It is necessary to efficiently develop alternative, safe and renewable but intermittent energies such as solar energy. Storing calories or electricity can stabilize energy networks, smoothe production / consumption irregularities in the context of developing renewable energies, and supply energy to islands or remote sites.

For the production of energy, storage is essential: in reality, the production of energy is:

  • either the transformation of a potential energy stock (fossil fuel, water stored in height, fissile material, etc.) into an energy directly usable for work (electricity, mechanical work) or thermal use.
  • or the direct transformation of natural energy flows, over which human beings have no control. These are renewable energies, often derived from solar radiation.

From the physical point of view, there is never “energy production”, but a transformation of available energy in nature. Storage is the building up of a stock of potential energy from energy flows that are not used immediately, to be disposed of later, when the demand is greater. Energy storage is a vital issue for human societies and industry. For individuals and companies, energy must imperatively be available on demand, without break. Any disruption of supply has a high economic and social cost in terms of health and safety.

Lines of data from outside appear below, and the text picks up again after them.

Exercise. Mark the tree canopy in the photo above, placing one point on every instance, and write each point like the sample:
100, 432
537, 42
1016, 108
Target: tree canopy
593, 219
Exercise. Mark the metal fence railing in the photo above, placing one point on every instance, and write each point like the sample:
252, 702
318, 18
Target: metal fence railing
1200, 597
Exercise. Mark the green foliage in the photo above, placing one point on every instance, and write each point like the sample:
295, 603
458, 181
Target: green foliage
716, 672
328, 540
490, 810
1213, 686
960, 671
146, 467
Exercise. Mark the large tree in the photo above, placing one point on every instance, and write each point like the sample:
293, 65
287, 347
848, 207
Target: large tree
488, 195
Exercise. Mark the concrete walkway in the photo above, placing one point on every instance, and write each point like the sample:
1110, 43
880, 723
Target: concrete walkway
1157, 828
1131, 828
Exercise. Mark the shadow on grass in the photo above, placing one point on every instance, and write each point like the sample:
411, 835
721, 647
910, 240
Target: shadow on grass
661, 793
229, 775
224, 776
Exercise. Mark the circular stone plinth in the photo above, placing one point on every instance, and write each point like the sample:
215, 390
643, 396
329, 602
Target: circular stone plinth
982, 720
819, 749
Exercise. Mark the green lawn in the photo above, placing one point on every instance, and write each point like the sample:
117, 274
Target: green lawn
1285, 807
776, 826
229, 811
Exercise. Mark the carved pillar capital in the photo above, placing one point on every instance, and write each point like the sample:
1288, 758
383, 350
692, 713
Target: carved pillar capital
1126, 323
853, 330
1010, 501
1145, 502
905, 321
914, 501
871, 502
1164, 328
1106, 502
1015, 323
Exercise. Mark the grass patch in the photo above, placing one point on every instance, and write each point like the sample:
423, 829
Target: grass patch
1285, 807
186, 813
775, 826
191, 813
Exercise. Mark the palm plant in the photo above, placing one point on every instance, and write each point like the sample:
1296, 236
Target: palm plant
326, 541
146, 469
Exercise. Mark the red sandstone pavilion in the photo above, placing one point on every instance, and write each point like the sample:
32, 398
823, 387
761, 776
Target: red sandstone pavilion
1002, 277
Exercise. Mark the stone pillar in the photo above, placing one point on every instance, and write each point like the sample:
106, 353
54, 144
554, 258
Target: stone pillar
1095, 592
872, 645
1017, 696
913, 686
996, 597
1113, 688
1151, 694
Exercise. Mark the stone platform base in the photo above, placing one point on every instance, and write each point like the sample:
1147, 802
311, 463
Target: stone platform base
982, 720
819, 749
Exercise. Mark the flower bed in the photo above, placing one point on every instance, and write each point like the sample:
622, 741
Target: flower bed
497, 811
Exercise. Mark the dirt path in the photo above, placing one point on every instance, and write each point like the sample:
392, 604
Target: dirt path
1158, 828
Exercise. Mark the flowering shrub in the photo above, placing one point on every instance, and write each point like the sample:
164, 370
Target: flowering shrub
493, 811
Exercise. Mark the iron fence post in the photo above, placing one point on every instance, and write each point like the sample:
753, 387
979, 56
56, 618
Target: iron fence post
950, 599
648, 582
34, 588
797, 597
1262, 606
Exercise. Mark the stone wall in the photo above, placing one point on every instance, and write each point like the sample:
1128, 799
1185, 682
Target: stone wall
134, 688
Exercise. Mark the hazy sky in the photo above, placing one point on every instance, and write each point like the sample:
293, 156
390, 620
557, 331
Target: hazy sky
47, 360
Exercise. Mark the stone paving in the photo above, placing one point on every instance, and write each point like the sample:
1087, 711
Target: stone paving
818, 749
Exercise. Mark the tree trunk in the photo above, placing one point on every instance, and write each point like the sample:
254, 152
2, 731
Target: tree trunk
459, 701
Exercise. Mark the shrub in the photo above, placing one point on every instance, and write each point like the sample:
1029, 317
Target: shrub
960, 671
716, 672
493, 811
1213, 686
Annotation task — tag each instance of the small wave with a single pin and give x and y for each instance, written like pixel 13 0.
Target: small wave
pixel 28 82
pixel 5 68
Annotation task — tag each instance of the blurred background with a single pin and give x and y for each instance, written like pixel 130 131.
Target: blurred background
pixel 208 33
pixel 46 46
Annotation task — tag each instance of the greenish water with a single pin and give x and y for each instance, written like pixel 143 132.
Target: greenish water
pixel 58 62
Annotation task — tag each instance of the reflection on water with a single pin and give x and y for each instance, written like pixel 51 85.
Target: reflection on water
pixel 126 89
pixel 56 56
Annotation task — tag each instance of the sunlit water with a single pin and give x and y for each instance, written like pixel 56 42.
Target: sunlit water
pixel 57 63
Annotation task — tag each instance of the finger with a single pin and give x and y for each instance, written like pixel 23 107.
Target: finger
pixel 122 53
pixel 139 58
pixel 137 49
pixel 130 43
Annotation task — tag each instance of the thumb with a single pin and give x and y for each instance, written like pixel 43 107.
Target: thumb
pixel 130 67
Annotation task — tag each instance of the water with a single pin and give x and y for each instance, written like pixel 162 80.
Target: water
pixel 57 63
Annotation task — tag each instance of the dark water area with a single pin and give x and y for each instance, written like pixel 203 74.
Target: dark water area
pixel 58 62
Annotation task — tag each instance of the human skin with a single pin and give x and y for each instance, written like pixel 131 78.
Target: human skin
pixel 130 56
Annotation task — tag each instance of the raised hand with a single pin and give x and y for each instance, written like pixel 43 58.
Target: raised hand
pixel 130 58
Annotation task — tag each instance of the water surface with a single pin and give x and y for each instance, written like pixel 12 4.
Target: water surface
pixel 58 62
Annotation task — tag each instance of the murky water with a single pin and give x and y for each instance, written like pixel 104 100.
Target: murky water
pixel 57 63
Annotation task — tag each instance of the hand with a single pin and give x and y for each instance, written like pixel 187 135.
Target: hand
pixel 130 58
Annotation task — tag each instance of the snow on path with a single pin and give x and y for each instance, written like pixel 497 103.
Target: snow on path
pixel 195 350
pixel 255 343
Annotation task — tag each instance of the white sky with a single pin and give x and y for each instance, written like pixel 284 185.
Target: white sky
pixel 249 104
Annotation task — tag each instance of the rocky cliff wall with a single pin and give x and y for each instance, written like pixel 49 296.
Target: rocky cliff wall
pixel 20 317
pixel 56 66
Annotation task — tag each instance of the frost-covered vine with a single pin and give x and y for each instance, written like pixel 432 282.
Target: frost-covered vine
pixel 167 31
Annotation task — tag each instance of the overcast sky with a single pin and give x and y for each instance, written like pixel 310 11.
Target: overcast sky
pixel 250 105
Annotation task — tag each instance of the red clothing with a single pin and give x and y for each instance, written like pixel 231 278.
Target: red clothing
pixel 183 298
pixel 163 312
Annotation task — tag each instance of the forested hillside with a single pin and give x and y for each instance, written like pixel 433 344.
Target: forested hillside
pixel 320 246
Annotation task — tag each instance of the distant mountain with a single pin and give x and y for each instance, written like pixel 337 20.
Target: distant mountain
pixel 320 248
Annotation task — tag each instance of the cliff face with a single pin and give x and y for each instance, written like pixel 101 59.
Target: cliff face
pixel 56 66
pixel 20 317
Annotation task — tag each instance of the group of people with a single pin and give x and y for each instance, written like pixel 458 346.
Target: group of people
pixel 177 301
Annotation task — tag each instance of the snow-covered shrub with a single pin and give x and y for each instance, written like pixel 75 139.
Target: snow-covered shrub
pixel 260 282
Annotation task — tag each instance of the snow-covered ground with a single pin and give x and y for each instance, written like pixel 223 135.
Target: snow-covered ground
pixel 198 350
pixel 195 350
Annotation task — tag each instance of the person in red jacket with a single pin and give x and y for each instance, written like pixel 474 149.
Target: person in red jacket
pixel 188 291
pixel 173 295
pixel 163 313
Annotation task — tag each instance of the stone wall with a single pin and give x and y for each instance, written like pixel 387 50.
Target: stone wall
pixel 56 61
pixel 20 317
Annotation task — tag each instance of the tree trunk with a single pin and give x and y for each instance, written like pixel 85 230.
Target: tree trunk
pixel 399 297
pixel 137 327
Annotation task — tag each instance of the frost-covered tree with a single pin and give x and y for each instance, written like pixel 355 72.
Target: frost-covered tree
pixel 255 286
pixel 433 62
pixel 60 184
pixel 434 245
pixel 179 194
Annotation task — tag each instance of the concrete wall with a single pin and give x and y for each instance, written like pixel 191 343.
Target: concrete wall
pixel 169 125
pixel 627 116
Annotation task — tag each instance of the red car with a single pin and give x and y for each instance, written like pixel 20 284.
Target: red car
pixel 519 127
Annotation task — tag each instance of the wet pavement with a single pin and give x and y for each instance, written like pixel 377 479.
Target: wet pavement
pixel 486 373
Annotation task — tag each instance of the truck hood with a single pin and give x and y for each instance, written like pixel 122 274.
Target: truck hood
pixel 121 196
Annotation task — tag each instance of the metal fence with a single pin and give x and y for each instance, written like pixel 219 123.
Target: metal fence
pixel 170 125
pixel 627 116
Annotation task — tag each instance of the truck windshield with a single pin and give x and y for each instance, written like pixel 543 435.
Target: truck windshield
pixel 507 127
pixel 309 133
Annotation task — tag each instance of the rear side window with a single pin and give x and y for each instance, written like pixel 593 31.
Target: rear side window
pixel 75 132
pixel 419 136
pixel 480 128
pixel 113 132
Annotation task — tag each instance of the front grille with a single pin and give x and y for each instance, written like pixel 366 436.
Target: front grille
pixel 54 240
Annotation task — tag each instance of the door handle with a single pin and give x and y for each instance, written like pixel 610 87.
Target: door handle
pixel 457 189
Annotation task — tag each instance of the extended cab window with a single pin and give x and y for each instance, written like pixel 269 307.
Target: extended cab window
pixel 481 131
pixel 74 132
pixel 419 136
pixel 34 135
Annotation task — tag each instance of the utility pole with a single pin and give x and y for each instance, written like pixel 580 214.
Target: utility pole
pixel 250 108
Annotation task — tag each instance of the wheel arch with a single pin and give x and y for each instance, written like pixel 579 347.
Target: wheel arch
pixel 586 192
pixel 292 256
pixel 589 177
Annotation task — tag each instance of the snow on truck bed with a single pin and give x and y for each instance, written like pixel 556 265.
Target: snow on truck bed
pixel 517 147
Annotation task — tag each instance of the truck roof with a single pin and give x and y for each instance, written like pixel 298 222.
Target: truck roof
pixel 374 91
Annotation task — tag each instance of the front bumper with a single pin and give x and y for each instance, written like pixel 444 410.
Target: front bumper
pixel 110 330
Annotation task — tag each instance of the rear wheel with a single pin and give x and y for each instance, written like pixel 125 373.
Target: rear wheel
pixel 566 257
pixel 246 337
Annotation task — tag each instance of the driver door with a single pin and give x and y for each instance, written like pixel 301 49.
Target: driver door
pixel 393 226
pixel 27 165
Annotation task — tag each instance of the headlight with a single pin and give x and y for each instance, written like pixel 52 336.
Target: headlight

Energy storage has three main motivations:

  • securing the energy supply of a country or group of countries;
  • adjustment of energy production according to demand;
  • compensation for irregular production of so-called intermittent energies.

The two storage / destocking operations constitute a storage cycle.

The energy efficiency of a cycle corresponds to the ratio of the amount of energy recovered to the amount of energy that was initially sought to be stored. This ratio is generally less than 1 except for the natural means of storage of ambient energy where it can be considered infinite (division by zero), since nobody supplies the energy to be stored, which is in fact free. The energy efficiency of an energy storage cycle highly depends on the nature of the storage and on the physical systems used to ensure storage and retrieval operations.

In either case, each of the two storage and destocking operations invariably induces energy or material losses: some of the initial energy is not actually stored and part of the stored energy is not actually recovered. But for natural ambient energy, these losses mainly affect the economic depreciation of necessary investments: sunlight arrives even if the human does not capture it.

2. Large forms of storage

2.1 Storage of fuel

Combustion remains the most common energy process; it is the most developed storage.

2.2 Electrochemical Storage

On a smaller scale, energy storage for electricity production (electrochemical in batteries and other batteries, electrical in capacitors) is much less in terms of energy, but very important in practical terms.

2.3 Storage of calories

The storage of calories in a thermodynamic system already allows (by 2015) to shift (4 or 5 hours) the consumption peak; the hot water cumulus (3 GW of power) thus constitutes a reserve of 28 TWh, which corresponds to 10% of all the energy consumption of buildings in France.

2.4 Storage in the form of chemical energy

Storage in the form of chemical energy is widely used but does not represent the most important mode of storage. Thus, the generated hydrogen is transient and is not properly stored. It is a secondary energy and an energy vector; because resulting from a transformation of primary energy. Once produced, it is instantly consumed or lost: produced and consumed immediately to reduce pollution.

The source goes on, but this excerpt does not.